In a 4-3 vote, the commission’s Declaration of Rights Committee agreed to a proposal that would say people have a right to be free from governmental intrusion “with respect to privacy of information and the disclosure thereof.”
Commission member John Stemberger, who is sponsoring the measure (Proposal 22), said the 10-word addition to the privacy clause is aimed at restoring the right to its original intent and to act as a correction to court decisions that have extended the clause to abortion cases.
“It’s about restraining the Florida Supreme Court’s gross overreach by ignoring the original intent of the amendment and in doing so producing bad public policy,” said Stemberger, who is from Orlando.
Stemberger said if voters approve the amendment it would not eliminate the right to an abortion, which is protected under federal court rulings, but it would allow Florida to impose “reasonable regulations” on abortion procedures.
He said the amendment could lead to laws requiring parental consent before minors can have abortions and requiring 24-hour waiting periods before abortions, two measures that have been struck down by Florida courts based on the privacy clause.

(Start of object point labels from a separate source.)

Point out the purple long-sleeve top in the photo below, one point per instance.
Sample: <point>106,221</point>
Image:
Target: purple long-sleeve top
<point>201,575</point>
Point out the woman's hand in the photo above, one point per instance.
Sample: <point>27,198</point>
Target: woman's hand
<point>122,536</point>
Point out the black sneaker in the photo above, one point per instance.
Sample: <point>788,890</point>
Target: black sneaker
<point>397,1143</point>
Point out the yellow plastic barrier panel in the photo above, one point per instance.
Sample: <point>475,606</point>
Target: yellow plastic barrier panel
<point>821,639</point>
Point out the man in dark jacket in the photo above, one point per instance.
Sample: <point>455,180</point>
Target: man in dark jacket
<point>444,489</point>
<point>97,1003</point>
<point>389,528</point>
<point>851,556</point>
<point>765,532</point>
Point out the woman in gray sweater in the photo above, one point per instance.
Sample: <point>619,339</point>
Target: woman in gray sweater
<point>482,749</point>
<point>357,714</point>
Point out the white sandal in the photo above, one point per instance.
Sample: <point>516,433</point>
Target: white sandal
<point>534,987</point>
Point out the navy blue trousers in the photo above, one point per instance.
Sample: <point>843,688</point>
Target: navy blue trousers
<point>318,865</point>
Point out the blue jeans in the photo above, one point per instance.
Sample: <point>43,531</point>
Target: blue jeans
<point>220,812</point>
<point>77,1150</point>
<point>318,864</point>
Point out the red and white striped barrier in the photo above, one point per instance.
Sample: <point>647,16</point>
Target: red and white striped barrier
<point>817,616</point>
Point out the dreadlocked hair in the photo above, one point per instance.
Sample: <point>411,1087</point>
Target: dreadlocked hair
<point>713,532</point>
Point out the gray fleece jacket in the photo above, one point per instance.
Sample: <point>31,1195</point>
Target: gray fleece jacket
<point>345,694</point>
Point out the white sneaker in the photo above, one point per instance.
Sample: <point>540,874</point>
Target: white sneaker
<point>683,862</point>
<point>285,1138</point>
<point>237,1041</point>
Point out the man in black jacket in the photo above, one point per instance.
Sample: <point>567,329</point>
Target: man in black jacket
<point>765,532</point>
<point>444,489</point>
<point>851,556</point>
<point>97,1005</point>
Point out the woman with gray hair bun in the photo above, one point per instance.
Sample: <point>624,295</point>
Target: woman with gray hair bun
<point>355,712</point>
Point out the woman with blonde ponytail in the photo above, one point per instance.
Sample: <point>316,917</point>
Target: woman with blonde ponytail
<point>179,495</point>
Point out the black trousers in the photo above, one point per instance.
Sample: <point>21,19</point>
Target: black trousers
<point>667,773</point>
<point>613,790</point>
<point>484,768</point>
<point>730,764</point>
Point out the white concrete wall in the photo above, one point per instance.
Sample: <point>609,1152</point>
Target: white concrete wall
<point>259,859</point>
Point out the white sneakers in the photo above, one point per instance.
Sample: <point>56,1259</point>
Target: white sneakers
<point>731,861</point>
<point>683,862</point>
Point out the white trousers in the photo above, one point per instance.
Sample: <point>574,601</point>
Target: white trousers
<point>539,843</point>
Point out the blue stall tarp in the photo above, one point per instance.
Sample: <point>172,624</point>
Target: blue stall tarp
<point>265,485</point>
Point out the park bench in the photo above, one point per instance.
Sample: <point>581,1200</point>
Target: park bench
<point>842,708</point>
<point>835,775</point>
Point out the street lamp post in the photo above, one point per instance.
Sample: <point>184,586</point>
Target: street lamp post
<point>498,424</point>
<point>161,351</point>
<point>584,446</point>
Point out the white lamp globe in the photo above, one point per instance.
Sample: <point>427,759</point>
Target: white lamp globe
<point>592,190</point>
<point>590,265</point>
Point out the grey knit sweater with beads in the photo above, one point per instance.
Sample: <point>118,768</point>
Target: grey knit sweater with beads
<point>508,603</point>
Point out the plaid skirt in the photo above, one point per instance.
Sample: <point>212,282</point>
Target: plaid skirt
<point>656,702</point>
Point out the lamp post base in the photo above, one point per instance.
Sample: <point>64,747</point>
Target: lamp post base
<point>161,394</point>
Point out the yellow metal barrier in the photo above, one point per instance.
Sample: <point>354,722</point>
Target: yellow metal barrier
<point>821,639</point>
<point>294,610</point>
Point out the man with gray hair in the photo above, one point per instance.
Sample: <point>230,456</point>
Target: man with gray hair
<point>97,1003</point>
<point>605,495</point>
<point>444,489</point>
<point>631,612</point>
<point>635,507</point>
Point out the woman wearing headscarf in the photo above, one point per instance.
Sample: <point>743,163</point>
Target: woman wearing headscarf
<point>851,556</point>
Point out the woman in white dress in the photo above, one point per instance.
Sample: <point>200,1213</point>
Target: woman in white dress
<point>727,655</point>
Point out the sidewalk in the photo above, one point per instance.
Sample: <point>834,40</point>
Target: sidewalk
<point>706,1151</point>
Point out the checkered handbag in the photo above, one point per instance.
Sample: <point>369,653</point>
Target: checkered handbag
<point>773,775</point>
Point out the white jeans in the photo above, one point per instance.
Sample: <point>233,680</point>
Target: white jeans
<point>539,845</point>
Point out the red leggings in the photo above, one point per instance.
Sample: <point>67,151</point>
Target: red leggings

Kimberly Scott, representing the Florida Alliance of Planned Parenthood Affiliates, asked the committee to reject the measure, saying it could have “dangerous implications for women’s health,” including imposing the 24-hour waiting period.
“This specific clause has protected women from onerous and medically unnecessary restrictions intended to limit access to abortion services,” Scott said.
Ingrid Delgado of the Florida Conference of Catholic Bishops urged the committee to support the measure, saying it would clarify the original intent of the privacy clause.
“It’s lamentable that this clause historically intended to protect privacy of information, and not intended to address abortion, has established in our state a broader right to abortion than the federal Constitution,” Delgado said.
Commission member Arthenia Joyner, a former state senator from Tampa, voted against the proposal, saying Florida should protect the right to privacy.
“Do I want to give government broader powers to snoop into my personal business?” Joyner said. “Because make no mistake, that’s exactly what this amendment would do.”
Stemberger disputed arguments that courts should have the ability to expand their constitutional interpretations based on changes in society. He said those expansions should be limited to amendments put on the ballot and approved by voters.
“That’s the way the Constitution lives and breathes, not through the court making law on its own whim,” Stemberger said.
The proposal next heads to the commission’s Judicial Committee. If eventually approved by 22 members of the 37-member Constitution Revision Commission, the measure would be placed on the 2018 general election ballot. It would have to be approved by at least 60 percent of voters to be enacted.